7 Why has the Putin regime closed down Memorial, the Moscow Helsinki Group and the Sakharov Centre? What is left of civil society in Russia today?

There is very little of an organised Civil Society left in Russia. Putin closed the CSOs down, because there is no place for action independent from the state in his regime. He began with this immediately after coming to power in 2000. At least since the Orange Revolution in Ukraine the Kremlin was convinced that independent Russian CSOs are an invention and a tool of the West to topple the regime. That let to their closure in the end. Regarding Memorial and other CSOs there is another reason. Putin’s Russia is a country without a future to strive for. There is only a glorious past that can be reached again. Everybody painting this past in darker colours is perceived as a threat and an enemy.  

8 What do you think will happen to Aleksei Navalny in the future? And other political prisoners and prisoners of conscience such as Ilya Yashin and Dmitry Talantov?

They will stay in prison until they die or Putin dies. 
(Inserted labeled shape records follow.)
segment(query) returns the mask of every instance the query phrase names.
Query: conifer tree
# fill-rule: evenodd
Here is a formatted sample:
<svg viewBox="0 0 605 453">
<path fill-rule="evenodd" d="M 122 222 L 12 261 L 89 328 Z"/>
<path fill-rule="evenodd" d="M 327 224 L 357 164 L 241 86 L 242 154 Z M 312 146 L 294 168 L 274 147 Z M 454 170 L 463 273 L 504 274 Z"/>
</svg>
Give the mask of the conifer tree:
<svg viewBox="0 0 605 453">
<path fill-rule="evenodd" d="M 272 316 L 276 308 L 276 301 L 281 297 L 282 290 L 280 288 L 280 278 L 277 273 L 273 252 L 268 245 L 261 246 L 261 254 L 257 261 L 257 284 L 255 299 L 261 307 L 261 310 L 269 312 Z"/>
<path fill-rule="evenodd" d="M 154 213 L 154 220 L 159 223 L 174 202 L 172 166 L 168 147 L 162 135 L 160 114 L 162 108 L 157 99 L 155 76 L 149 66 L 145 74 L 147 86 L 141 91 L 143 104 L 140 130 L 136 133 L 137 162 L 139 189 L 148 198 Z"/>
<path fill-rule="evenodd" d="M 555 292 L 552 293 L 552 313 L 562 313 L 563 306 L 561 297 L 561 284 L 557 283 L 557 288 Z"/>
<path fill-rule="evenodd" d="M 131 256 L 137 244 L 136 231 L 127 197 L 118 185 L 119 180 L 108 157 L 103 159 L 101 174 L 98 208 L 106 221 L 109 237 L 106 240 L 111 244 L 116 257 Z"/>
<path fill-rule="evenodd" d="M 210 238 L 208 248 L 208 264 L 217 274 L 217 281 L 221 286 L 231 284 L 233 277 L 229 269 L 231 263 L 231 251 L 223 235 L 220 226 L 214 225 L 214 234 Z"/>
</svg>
9 Russia has left the Council of Europe. Is there a chance Russia will return to this international body in the future?

Not as long as Putin or his regime will be in power. Only another Russia  might return. 

10 In terms of human rights, how much worse can things get in Russia? How do you see the future of Russia?

There is a Russian saying: ‘хуже некуда’ [khuzhe nekuda], which means ‘things can’t get worse.’ But that’s almost always an exaggeration. In the West many compare Putin to Stalin. In my opinion this is ridiculous and an insult to Stalin’s victims. So, it can (and, I assume, it will) easily get much worse. No light at the end of the tunnel, yet.